Rust’s gentle. The rain forest a reverse cocoon; trucks molt back into earth. No wings, just a settling in. Like a slow motion tourist, a dying butterfly, the hip bone of a pig beside the road. If you put a can in Tennessee, it works on its own absence, organizing nothing. The workman next door, 68, hates Trump, but has never had a flu shot. Mention of the new vaccine makes his face pucker.
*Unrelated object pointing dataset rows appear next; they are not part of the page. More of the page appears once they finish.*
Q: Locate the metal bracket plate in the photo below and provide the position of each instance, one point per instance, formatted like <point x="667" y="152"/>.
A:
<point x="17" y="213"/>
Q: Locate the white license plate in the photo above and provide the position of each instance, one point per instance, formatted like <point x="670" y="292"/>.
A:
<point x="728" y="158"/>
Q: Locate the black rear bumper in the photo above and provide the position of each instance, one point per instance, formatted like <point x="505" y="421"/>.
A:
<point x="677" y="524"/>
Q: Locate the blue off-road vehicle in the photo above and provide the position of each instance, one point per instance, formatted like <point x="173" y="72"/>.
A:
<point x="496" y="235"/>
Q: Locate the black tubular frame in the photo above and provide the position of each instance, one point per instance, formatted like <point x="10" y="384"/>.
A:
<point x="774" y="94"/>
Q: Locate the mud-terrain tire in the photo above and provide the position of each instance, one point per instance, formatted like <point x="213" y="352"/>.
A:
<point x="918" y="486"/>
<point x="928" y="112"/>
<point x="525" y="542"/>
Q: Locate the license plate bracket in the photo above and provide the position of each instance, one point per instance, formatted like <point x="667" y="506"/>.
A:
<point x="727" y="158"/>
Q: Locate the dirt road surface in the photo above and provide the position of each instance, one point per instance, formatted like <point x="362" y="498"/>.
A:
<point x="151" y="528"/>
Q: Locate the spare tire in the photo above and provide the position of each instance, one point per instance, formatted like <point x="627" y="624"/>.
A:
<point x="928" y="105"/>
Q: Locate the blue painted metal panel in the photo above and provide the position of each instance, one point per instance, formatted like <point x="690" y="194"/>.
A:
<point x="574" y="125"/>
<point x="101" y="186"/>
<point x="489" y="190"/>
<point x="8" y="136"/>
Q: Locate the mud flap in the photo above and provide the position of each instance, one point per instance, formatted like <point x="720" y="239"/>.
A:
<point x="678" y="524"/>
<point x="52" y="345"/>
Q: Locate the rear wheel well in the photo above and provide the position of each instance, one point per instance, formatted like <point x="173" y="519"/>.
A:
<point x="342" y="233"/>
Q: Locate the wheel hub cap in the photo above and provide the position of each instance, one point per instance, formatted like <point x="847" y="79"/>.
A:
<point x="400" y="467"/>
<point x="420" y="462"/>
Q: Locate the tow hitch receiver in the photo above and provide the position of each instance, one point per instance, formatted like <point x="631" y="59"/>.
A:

Some patients with COVID beg for the vaccine as they’re dying. Rust’s a perpetual lateness, like a sun slow to set. Unintentional art that oddly celebrates decay. The word “deconstruction,” I tell Bryant, didn’t start out in a cook book. Nor did it start in a yard full of rusted cars, the occasional fern growing from a wheel rim; rust and green complement each other, though each turns to each. In one yard, there were two old bathtubs, the kind with feet. On one end of one bathtub, there were three circles, approximating mouth and eyes, through which you could see the tub full of water and dead sticks and fronds. Laughing at its own apocalypse. The feet had feet, curled claws, a crooked smile above. Who needs a torso when you’re a tub with feet? They were part of my depression’s inventory, these tubs, along with newer, American Standard types. I see those in yards, too, but not as decorations, just junk. I didn’t have you pegged as crazy, a friend wrote to me. A neighbor’s truck sprouts ginger and ferns on its roof; the front grille resembling torn lace. Chaos in process is form. The landlord gestured toward a “formal chandelier,” which made us laugh later on.